Murchison Falls National Park lies at the northern end of the Albertine Rift Valley. The park was first gazetted as a game reserve in 1926. It is Uganda’s largest and oldest conservation area hosting close to 76 species of mammals and 451 birds.
The park is bisected by the Victoria Nile which plunges 45m over the remnant rift valley wall creating the mighty Murchison Falls, which is the centerpiece of the park. The falls come as the final spot of the many rapids of the Nile River. After the falls, the river continues quietly into Lake Albert.
This stretch of the river provides one of Uganda’s most remarkable wildlife spectacles. Animals that visit the riverbanks include lions, elephants, giraffes and buffaloes among others; while hippos, Nile crocodiles and aquatic birds are permanent residents.

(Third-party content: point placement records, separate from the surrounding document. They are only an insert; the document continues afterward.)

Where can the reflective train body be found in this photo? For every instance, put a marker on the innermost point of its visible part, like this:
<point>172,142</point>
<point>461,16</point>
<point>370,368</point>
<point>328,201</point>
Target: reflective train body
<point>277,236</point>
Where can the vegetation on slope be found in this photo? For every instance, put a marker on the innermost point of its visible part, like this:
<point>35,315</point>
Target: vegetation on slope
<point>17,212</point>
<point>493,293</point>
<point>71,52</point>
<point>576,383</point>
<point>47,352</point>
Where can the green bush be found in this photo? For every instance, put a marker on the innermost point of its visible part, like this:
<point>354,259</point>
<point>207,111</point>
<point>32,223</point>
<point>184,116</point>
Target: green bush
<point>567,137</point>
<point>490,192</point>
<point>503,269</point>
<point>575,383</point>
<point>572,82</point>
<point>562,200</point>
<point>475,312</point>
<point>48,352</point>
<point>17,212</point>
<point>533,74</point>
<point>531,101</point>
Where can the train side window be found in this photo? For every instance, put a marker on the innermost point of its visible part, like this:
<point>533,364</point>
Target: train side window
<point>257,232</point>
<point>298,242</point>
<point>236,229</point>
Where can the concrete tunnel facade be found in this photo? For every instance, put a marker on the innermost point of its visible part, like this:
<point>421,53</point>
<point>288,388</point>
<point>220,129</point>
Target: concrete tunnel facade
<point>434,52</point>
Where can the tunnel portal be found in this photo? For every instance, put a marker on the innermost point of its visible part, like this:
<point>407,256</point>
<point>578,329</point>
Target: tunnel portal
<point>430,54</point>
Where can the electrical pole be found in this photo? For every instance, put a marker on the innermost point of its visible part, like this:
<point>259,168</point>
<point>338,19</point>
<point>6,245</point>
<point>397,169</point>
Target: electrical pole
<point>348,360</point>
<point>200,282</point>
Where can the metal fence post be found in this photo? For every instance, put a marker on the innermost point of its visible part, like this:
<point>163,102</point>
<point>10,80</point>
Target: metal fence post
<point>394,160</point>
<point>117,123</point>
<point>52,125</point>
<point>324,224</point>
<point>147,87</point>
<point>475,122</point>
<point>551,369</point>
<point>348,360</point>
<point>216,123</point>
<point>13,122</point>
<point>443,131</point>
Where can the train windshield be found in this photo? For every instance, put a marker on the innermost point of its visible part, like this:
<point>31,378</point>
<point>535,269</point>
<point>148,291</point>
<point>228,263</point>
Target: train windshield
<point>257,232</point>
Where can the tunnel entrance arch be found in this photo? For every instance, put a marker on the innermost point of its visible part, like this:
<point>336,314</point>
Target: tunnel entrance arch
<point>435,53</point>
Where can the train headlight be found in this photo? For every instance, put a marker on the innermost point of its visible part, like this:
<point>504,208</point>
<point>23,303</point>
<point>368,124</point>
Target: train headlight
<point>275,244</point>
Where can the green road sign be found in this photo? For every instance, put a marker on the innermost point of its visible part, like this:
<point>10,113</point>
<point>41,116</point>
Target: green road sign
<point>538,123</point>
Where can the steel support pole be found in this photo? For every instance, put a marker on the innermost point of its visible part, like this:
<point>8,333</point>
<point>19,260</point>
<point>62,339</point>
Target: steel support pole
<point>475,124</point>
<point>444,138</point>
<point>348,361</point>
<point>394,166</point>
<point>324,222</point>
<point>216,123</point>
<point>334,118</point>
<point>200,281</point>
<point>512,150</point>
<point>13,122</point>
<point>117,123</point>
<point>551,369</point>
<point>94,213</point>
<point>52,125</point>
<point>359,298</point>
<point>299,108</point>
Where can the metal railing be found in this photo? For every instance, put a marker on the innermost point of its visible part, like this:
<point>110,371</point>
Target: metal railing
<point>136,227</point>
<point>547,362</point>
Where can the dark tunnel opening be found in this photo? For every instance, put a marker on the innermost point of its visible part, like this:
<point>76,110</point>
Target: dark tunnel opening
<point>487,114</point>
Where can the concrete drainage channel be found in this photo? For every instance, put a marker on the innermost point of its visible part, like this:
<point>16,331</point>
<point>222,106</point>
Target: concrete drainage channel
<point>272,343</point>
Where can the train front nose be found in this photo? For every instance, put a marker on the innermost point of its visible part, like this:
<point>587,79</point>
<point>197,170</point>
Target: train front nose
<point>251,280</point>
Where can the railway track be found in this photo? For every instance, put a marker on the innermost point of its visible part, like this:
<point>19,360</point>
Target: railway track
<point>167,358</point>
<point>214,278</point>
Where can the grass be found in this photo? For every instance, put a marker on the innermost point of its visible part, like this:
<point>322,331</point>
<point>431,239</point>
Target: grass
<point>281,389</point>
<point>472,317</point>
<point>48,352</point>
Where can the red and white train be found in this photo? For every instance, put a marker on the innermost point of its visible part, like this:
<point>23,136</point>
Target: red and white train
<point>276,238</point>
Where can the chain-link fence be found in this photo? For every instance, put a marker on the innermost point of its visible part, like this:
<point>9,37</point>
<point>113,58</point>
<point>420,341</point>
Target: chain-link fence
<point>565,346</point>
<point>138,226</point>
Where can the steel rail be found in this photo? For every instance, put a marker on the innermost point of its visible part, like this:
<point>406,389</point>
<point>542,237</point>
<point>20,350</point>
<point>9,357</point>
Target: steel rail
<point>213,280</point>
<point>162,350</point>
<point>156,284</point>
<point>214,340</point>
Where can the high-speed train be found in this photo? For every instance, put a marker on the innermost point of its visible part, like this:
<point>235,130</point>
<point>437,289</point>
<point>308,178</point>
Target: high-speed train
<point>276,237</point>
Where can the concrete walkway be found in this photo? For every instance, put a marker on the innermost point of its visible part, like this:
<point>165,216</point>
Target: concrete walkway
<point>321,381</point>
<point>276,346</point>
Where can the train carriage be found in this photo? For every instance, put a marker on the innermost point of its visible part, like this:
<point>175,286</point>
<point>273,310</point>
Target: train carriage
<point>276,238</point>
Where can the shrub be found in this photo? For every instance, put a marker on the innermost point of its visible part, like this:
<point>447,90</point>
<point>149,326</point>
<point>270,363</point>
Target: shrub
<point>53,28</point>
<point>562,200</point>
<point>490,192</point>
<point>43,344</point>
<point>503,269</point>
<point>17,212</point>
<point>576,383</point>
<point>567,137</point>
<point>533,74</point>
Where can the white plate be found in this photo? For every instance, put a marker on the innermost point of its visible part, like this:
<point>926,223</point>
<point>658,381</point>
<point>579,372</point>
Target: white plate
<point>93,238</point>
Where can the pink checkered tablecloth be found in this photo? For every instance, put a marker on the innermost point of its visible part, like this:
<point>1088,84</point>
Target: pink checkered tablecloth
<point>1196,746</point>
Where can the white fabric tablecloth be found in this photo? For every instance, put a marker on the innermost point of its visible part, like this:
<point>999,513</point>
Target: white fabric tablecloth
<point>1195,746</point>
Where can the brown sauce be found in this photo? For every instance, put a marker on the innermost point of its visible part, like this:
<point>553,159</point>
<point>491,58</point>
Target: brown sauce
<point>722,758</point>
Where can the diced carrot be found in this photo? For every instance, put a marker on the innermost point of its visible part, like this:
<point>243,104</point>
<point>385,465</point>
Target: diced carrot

Special features Of Murchison Falls National Park include;
These are created as the Nile plunges over the rift valley wall forcing its way through a gap in the rocks of only 7 meters wide and creating a big thunderous roar of the water. On a bright and sunny day, the falls and the sun rays create an amazing rainbow.
The park is home to 76 species of animals including four of the “Big Five”. There are herds of elephants,
buffalos, antelopes, and giraffes. Other species viewed regularly along the game tracks include Jackson’s hartebeest, Bushbucks, Uganda kob, Waterbucks, and Warthogs. Resident crocodiles and hippos as well as other visiting wildlife are found along the river.
Olive baboons are common along the roadsides. Blue and red-tailed monkeys and black-and-white colobus can be found in the forested sectors. The savanna-dwelling patas monkey is only found here and in Kidepo Valley National Park. Around 800 chimpanzees live in the Kaniyo Pabidi and Budongo Forests.
The varied habitats of Uganda’s largest park make it home to a variety of birds with 451 species recorded. The list includes the Shoebill Stork, the Goliath Heron – the largest heron in the world and pairs of elegant Grey Crowned Cranes – Uganda’s national bird.
Also seen along the banks of the Nile are the Blue-headed Coucal, Swamp Flycatcher, Squacco Heron, African Jacana, Sandpipers, Denham’s Bustard, Abyssinian Ground-Hornbill, Black-billed Barbet, Black-headed Gonolek, Eastern Grey Plantain-eater, Piapiac, Silverbird, Weaver Birds, Pied, Giant and Malachite Kingfishers, Red-throated Bee-eater, White-browed Sparrow Weaver, Speckle-fronted Weaver, and African Quail-Finch among others.